Window on Eurasia: ‘Polpreds’ Set up at District Level in Tomsk to Back the Party of Power

Paul Goble

Vienna, July 14 – A new chapter in the history of political representatives, known in Russian as “polpredy” and most familiar in recent years as the designation of the presidential representations in the eight federal districts, has opened in Tomsk where the oblast governor has established them at the regional level.
According to a lead article in today’s “Nezavisimaya gazeta,” the oblast Governor Viktor Kress has taken this step nominally in the name of being responsive to “the interests of the population” but in fact to ensure that United Russia will do better in the upcoming elections in the districts than it has done recently elsewhere (www.ng.ru/editorial/2010-07-14/2_red.html).
That seems especially likely, the Moscow newspaper says, because it is difficult to square such a decision “with the initiatives of the president of the country concerning the reduction in the number of bureaucrats by 20 percent.” When it comes to electoral outcomes, “the bureaucrats do not plan to economize.”

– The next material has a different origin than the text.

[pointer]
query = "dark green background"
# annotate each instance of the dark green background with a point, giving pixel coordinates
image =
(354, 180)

A few days ago, the paper notes, “Kress declared that if United Russia does not receive a majority of votes in the Tomsk Duma, ‘the residents will suffer colossal financial losses,’ and the governor himself will not be able to ‘resolve in Moscow questions which the voters of Tomsk oblast have raised.”
Tomsk oblast is not the only place where such institutions have arisen in recent time. They were set up in Krasnoyarsk kray two years ago. When a new governor arrived there, he asked about eliminating this new level of bureaucracy but was dissuaded from doing so because of upcoming elections.

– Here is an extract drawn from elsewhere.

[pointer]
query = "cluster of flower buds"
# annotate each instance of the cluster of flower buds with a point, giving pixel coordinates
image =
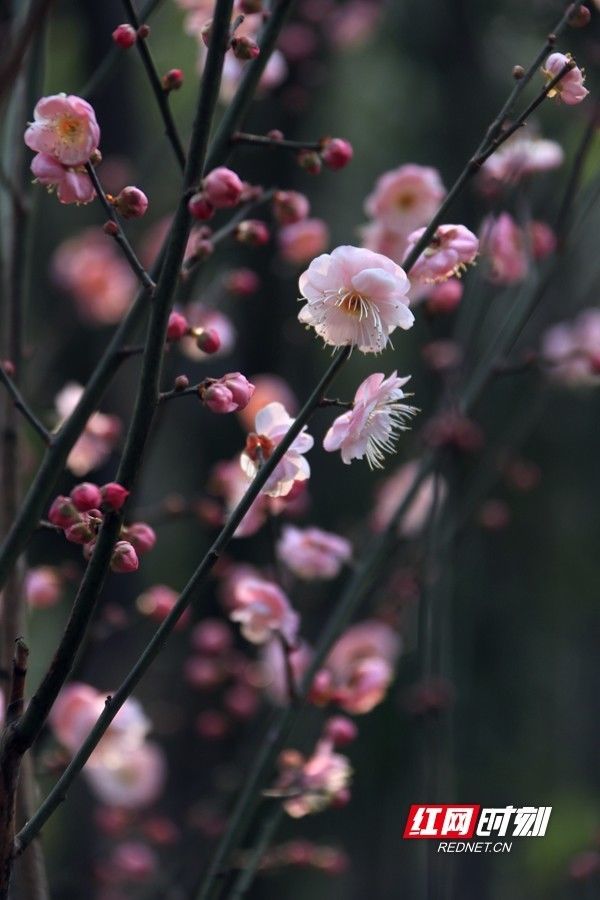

Polpredy also exist in Transbaikal kray, where there are 16 of them; in Murmansk oblast, where there are six; and in Chelyabinsk oblast, where several have been named and now effectively serve in place of city leaders. Indeed, “Nezavisimaya gazeta” says that it is understandable that regional leaders would copy “federal models.”
But the federal model they are copying has outlived its purposes, the daily’s editors say. Except for the newly created North Caucasus Federal District, the others are now headed by people who, a Yandex search will show, are more engaged in ceremonial activities than in constructive work.
And that makes the decision of regional leaders to take this step especially problematic because in the future it could lead to a situation in which governors would have “their own representatives in cities, villages, rural settlements, and [even] farms. Bureaucrats, as is well known, have a tendency to multiply themselves.”
Up to now, “Nezavisimaya gazeta” notes, “not one has noted yet this tendency.” But that may change because the latest polpredy appointments clearly are not about administration at all but rather about elections and guaranteeing victory for the candidates of the party of power, United Russia. Clearly, they are not concerned about “the success of the others.”
Since 1917, Soviet and Russian officials have used polpredy to cope with two phenomenon, the enormous distances within the country that have made communication difficult and the weakness of one or another level of power and the consequent need for beefing it up by providing special support.
The latest development appears to reflect a conjunction of both these issues. Governors of some of the largest federal subjects often lack the time and ability to deal with matters in all of the locations under their control and thus, when there are elections, discover that they and their party are less popular than they imagined.
And the party of power, United Russia, for all its strength over all, is not so strong that opposition groups cannot win against it at the local and regional level. Consequently, representatives of that party in Moscow and in the regions have decided to use part of the state structure to promote that party, however illegal and unconstitutional that may be.